Williams’ fellow 2014 inductees are Mississippi hill country blues man R.L. Burnside and saxophonists Big Jay McNeely, Eddie Shaw and Eddie “Cleanhead” Vinson.
The late folklorist Harry Oster, a member of LSU’s English department faculty, made Williams’ first recordings at the Louisiana State Penitentiary in 1959. Williams was serving time for murder at the sprawling prison farm. He claimed the killing was in self-defense.
Williams played an unusually intense, even ominous style of blues unique unto himself. In the lyrics of one of his best-known songs, “Grown So Ugly,” the singer looks in the mirror and moans, “I got so ugly I don’t even know myself.”
Oster’s co-archivist, Richard Allen, described Williams as an unorthodox artist who would play in three modes at once. A slide guitarist, Williams ignored traditional meter and structure, improvised lyrics and accompaniment and picked rather than strummed his guitar.
Before he entered Angola in 1956, Williams performed for local gatherings, did farm, dairy and lumber yard work and various other jobs.
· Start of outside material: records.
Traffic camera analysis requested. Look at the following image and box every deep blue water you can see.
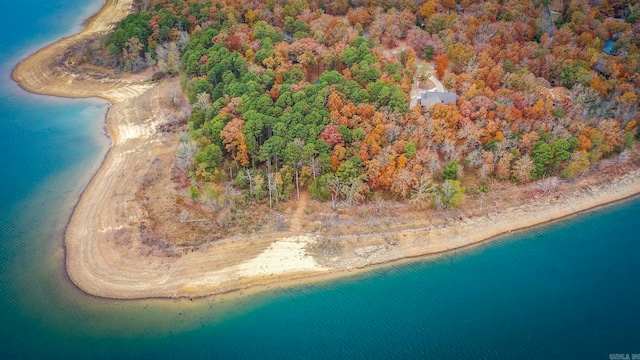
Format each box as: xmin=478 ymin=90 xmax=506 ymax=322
xmin=0 ymin=0 xmax=640 ymax=359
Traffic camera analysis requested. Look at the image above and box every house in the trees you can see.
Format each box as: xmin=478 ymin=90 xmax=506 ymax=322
xmin=420 ymin=91 xmax=458 ymax=107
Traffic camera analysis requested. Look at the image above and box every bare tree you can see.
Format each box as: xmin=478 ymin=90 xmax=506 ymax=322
xmin=156 ymin=42 xmax=180 ymax=74
xmin=409 ymin=175 xmax=435 ymax=210
xmin=513 ymin=154 xmax=533 ymax=183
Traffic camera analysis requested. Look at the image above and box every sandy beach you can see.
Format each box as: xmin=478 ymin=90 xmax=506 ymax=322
xmin=13 ymin=0 xmax=640 ymax=299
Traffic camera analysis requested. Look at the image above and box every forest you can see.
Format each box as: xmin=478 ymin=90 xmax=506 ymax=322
xmin=95 ymin=0 xmax=640 ymax=209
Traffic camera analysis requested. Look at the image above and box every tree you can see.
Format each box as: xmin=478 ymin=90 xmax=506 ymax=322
xmin=327 ymin=174 xmax=344 ymax=211
xmin=532 ymin=141 xmax=553 ymax=178
xmin=340 ymin=175 xmax=369 ymax=205
xmin=433 ymin=54 xmax=449 ymax=79
xmin=220 ymin=118 xmax=249 ymax=166
xmin=442 ymin=160 xmax=458 ymax=180
xmin=409 ymin=175 xmax=436 ymax=210
xmin=434 ymin=180 xmax=465 ymax=209
xmin=391 ymin=168 xmax=416 ymax=198
xmin=284 ymin=139 xmax=304 ymax=199
xmin=513 ymin=155 xmax=534 ymax=183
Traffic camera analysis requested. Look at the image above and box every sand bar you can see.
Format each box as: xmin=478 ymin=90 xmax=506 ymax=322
xmin=13 ymin=0 xmax=640 ymax=299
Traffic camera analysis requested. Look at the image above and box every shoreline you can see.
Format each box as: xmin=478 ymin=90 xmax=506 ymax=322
xmin=12 ymin=0 xmax=640 ymax=299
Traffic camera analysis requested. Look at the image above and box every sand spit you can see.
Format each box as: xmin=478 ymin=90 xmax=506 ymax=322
xmin=13 ymin=0 xmax=640 ymax=299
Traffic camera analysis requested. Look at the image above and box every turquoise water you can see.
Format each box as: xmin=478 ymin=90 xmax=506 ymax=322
xmin=0 ymin=0 xmax=640 ymax=359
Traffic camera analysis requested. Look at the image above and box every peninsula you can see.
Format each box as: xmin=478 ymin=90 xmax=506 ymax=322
xmin=13 ymin=0 xmax=640 ymax=299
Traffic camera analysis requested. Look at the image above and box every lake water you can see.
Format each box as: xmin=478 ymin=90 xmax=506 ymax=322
xmin=0 ymin=0 xmax=640 ymax=359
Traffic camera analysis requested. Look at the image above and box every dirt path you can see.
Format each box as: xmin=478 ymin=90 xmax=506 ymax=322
xmin=11 ymin=0 xmax=151 ymax=104
xmin=289 ymin=191 xmax=311 ymax=232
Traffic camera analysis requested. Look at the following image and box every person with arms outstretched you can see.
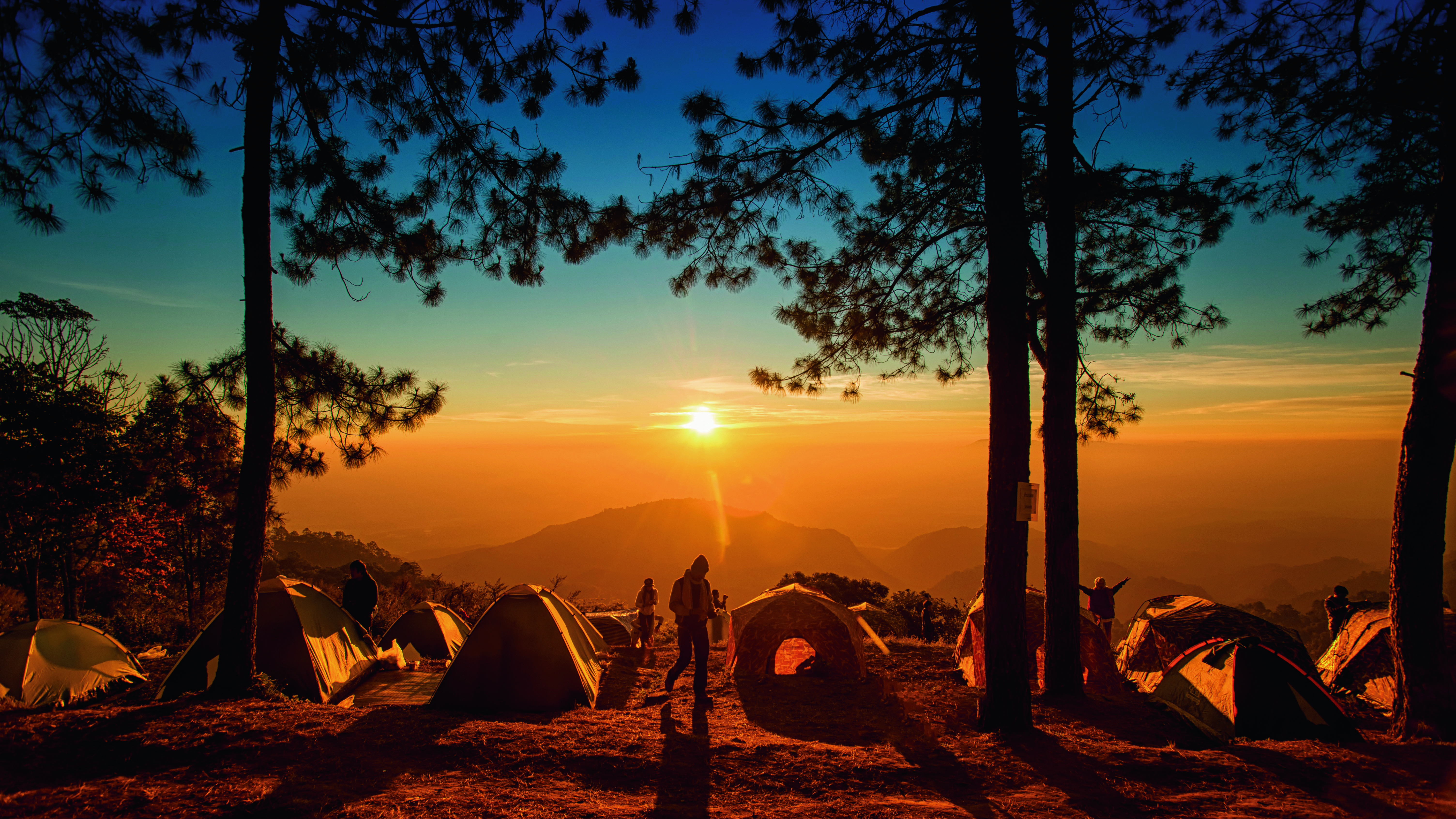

Oster and other supporters helped get Williams paroled in 1959 on a work-release program.
Williams’ prison recordings appeared on the Louisiana Folklore Society record label. He couldn’t accept an invitation to perform at the 1960 Newport Folk Festival, however, because the parole board refused to let him travel.
Williams received a full pardon from Gov. John McKeithen in 1964 and made his Newport debut that year. In the ’60s and ’70s, his recordings were released by various American and European labels, including Vanguard, Arhoolie, Bluesville and Folk Lyric. He toured Europe and appeared at the New Orleans Jazz and Heritage Festival, the University of Chicago Folk Festival and the Berkeley Folk Music Festival.
Williams was among the topics of the 2001, music-centered Louisiana Corrections Symposium at the Louisiana State Penitentiary. His manager, Dick Waterman, gave the event’s most moving presentation, detailing the circumstances of the barroom fight that led to the musician’s murder conviction.
“A guy came in, got very drunk at the bar, turned to Robert and started to curse him, ready to attack him,” Waterman recalled. “So Robert said, ‘I ain’t who you think I am, man. Move along. Let me be.’ ”
The angry bar patron pulled out a gun, Waterman continued. “Robert had an owl-head derringer. Robert said, ‘Leave me be, man. You’re making a mistake here.’ And, as Robert said later, ‘I give the man the first shot, and then I had to burn the man.’
“Certainly,” Waterman told the symposium audience, “the ultimate generosity in the world was giving the guy the first shot.”
Williams, Waterman added, “was the sweetest, kindest, most gentle man.”
Despite being an internationally known blues artist, Williams supplemented his music income by collecting and selling scrap iron. He died at 66 on Dec. 31, 1980, in Rosedale.